Steelmaker Posco prepares to take over Thailand's largest stainless steel maker, Thainox Stainless Plc

Construction News

The South Korean steelmaker Posco Ltd is preparing to purchase additional shares in Thailand’s largest stainless steel maker, Thainox Stainless Plc (INOX) and to make a tender offer for all remaining shares.

The shares would be acquired from the family of Prayudh Mahagitsiri, a key financial supporter of the now-defunct Thai Rak Thai party allied with Thaksin Shinawatra, in a deal that has been under discussion for two years.

Mr Prayudh and his siblings Suvimol, Ausanee, Chalermchai and Ausana Mahagitsiri have entered into an agreement to sell shares to Posco at 2.20 baht each, Thainox said in a statement to the Stock Exchange of Thailand.

In a statement yesterday to the Korea Exchange, Posco said it aimed to buy as many as 6.6 billion Thainox shares, depending on the response to the open offer that would start in September and close the following month.

INOX shares closed yesterday on the SET at 2.08 baht, up 9.47%, in trade worth 612.5 million baht.
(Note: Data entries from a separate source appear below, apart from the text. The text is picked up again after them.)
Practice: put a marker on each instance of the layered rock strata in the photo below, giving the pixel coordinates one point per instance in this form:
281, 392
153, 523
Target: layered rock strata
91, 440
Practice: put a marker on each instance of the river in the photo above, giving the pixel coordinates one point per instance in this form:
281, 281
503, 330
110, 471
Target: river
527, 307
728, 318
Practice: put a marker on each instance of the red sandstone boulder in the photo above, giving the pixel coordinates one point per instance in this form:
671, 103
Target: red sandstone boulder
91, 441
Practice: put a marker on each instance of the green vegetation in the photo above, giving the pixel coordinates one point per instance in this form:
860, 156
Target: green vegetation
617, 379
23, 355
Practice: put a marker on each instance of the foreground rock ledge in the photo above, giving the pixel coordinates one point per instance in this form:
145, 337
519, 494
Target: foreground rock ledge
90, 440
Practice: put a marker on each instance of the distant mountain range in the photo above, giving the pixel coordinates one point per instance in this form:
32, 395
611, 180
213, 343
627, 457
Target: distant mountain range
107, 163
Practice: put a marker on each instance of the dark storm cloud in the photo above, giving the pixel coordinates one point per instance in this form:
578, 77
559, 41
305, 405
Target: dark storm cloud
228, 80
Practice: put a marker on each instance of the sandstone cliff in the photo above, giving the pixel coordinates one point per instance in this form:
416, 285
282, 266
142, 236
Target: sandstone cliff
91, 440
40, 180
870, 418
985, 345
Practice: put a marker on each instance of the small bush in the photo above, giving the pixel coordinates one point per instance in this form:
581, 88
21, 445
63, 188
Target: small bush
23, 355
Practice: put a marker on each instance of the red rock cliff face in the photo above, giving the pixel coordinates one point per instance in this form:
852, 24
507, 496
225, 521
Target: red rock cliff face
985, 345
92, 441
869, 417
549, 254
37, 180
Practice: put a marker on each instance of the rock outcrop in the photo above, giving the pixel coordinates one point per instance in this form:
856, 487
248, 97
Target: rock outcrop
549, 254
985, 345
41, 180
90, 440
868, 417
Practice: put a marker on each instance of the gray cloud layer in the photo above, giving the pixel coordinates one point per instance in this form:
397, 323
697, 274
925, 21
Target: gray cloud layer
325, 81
The shares have risen by 41.5% from 1.47 baht since the end of last week in heavy turnover on speculation about a deal.

Thainox’s book value as of March 2011 was estimated at 1.52 baht a share.

”Southeast Asia is one of the promising markets for stainless steel products as it is crowded with Japanese automakers,” said Chung Sung Yop, an analyst at Daiwa Securities Capital Markets in Seoul. ”The purchase will help Posco boost its edge there.”

Thainox has a production capacity of 200,000 tonnes a year.

Currently, Posco holds 15.39% of the shares of Thainox. Listed on the Korea Stock Exchange (KSE), it is the largest steel manufacturer in South Korea.

The Mahagitsiri family holds 57% of Thainox but the amount of shares they will sell was still being decided, said managing director Jitender P. Verma.

He said that Posco would not proceed with the deal unless at least 51% of the shares in the company were tendered in a voluntary tender offer.

Mr Verma added that the company would have to divest some of its non-productive assets such as a nearly completed golf course in Nakhon Ratchasima and an office building under construction on Rama IV Road. These assets would be considered illegal businesses as the company would be majority owned by foreigners, who cannot hold non-productive land or assets.

The Mahagitsiri family had won approval from shareholders earlier to allow foreigners to take a majority stake in the company. The deal that has been in the making since 2009 but negotiations were put on hold amid the political upheavals in Thailand last year.

Mr Verma said Thainox would hold a board meeting on July 21 to consider the Posco deal and also the disposition of non-productive assets.

Thainox reported a consolidated net profit in the first quarter of 72.63 million baht, compared with 157.63 million in the same period last year. Its net profit last year was 643 million baht, a 59% increase from a year earlier.

The Mahagitsiri family gained control of the steelmaker in 2004 after buying a 96% stake from Arcelor SA.